You go for weeks without any pain at all, just minor irritation and then suddenly you wake up hurting. Everything breaks at once. My heart hurts because my friend is suffering loss. My head hurts, just on the right side, and has since yesterday. My chest hurts; I slept funny but not funny ha-ha. Saint Aardvark wrenched his back this morning and we tiptoed around each other in the kitchen, my sore head, his sore back, afraid to speak because all the words seemed to be coming out poison-darted.
Last week I picked up “A Million Little Pieces” by James Frey in our office library; the kitchen with a bookshelf where people bring their old paperbacks. All I knew about it was that first Oprah liked it and then Oprah was mad at the guy who wrote it for making (parts of) it up. Both of those factoids were enough to make me avoid it like the plague because I hate that Oprah tells anyone what to read (I know – literacy, book club cameraderie, whatever, I don’t like being told what to do, this goes deeper for me than just Oprah) and I hate Media Circuses About Stupid Stuff.
Opened up the book on the train home and nearly lost my own internal organs to vomiting, so visceral were the first 35 pages. An onslaught of words, hardly any punctuation, images vivid and unrelenting. Vomit, shit, bile, blood, everywhere.
Young hero wakes up on an airplane, not knowing how he got there. He enters an addiction treatment facility and gets clean. He meets a couple of people who become friends and a few who don’t. That’s pretty much it so far.
When I got home I looked up the Media Circus online and found the Smoking Gun’s exposay of the author’s Terrible Lies. Got halfway through the article. Decided to bookmark it until after I’m done the book and read the book as itself, as words on paper that convey meaning, rather than as a true versus fictional work. Whether it is true or not, it is written from a very compelling point of view, with engaging language, with great power.
I think everything is semi-truth anyway. The most fervent of memoirs, the most fictional of novels. All semi-truths.
Of course I have also known a couple of addicts in real life so now I’m halfway through the book thinking: ah yes, I have heard this before. Which is kind of what getting to know an addict is like, in my experience. All gore and flash and excitement when you first meet and then a slow, ponderous, repetitive progression to an ultimate realization: whether that is “I do not want to die” or “I do want to die, after all.” Watching someone else make that decision is by turns mind-blowingly dull and mind-blowingly frustrating.

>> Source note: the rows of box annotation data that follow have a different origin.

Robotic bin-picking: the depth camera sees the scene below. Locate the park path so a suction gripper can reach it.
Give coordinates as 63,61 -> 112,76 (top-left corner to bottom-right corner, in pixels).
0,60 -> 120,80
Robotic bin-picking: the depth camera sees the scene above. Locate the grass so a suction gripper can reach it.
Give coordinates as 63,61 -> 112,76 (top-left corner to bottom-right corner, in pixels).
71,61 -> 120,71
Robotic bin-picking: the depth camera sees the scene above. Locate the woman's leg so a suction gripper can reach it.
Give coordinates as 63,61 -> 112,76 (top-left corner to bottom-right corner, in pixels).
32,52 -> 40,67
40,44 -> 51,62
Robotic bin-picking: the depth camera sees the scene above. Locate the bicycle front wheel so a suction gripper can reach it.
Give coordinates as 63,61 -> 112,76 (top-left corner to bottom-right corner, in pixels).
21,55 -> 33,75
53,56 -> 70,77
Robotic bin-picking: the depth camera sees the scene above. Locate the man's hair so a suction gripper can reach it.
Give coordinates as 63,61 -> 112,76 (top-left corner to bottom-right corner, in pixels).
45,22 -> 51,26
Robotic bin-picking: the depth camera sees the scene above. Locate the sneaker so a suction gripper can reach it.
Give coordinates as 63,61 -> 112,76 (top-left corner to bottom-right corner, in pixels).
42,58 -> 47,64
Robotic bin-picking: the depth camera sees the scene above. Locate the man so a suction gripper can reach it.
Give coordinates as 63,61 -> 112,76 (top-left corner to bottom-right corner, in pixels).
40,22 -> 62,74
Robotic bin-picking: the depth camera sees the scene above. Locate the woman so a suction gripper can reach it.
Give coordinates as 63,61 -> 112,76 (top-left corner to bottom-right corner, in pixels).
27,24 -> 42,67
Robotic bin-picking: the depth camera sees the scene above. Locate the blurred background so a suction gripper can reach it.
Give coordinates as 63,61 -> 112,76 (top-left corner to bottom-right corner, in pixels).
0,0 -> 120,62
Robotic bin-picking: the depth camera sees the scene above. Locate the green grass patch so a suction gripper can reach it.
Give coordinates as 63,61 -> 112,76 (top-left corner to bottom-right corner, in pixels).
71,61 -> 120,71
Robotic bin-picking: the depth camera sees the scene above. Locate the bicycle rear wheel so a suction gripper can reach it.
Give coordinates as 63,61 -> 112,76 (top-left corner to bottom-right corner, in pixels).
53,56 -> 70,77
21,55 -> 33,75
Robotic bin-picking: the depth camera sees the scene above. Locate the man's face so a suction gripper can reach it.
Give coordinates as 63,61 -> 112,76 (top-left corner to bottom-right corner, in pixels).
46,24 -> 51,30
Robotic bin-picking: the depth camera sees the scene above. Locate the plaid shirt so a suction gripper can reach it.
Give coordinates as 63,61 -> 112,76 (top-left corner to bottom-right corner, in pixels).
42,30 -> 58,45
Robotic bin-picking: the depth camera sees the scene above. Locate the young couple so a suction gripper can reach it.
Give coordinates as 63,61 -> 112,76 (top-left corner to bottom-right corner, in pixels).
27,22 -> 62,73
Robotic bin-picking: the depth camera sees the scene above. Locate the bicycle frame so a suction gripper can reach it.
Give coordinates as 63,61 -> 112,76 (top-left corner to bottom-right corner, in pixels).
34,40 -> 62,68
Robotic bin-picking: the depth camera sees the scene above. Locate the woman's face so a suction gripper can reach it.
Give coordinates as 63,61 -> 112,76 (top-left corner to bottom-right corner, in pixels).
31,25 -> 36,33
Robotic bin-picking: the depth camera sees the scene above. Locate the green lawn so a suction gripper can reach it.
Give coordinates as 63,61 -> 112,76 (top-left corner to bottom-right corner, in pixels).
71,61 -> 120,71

There is a lot of discussion in the online Media Circus around Betrayal. People, Oprah’s people, they believed in James Frey and his battle and his recovery. They were rooting for him and then – it turned out he hadn’t been fighting the battle they thought, so they felt betrayed, angry. But. Regardless of how accurate his telling of the story, his own story, even if cobbled together with fiction, fantasy, someone else’s story; he fought the battle, at the least, of writing this book. He must have fought a battle or two to write the things he wrote. If I felt like barfing while I read it, he has succeeded as a writer.
And everyone has a battle. And everyone deserves to be rooted for. No matter how huge and blustery and vomit-fueled, no matter how quiet and sorrowful and slow.
Tiny battles, like mine & SA’s today. Big ones, like Sarah’s. Yours, whatever it might be. I think we should all root for each other, even if our expectations weren’t met, even if we think the story isn’t true, even if we don’t know each other. We can still be armour for each other.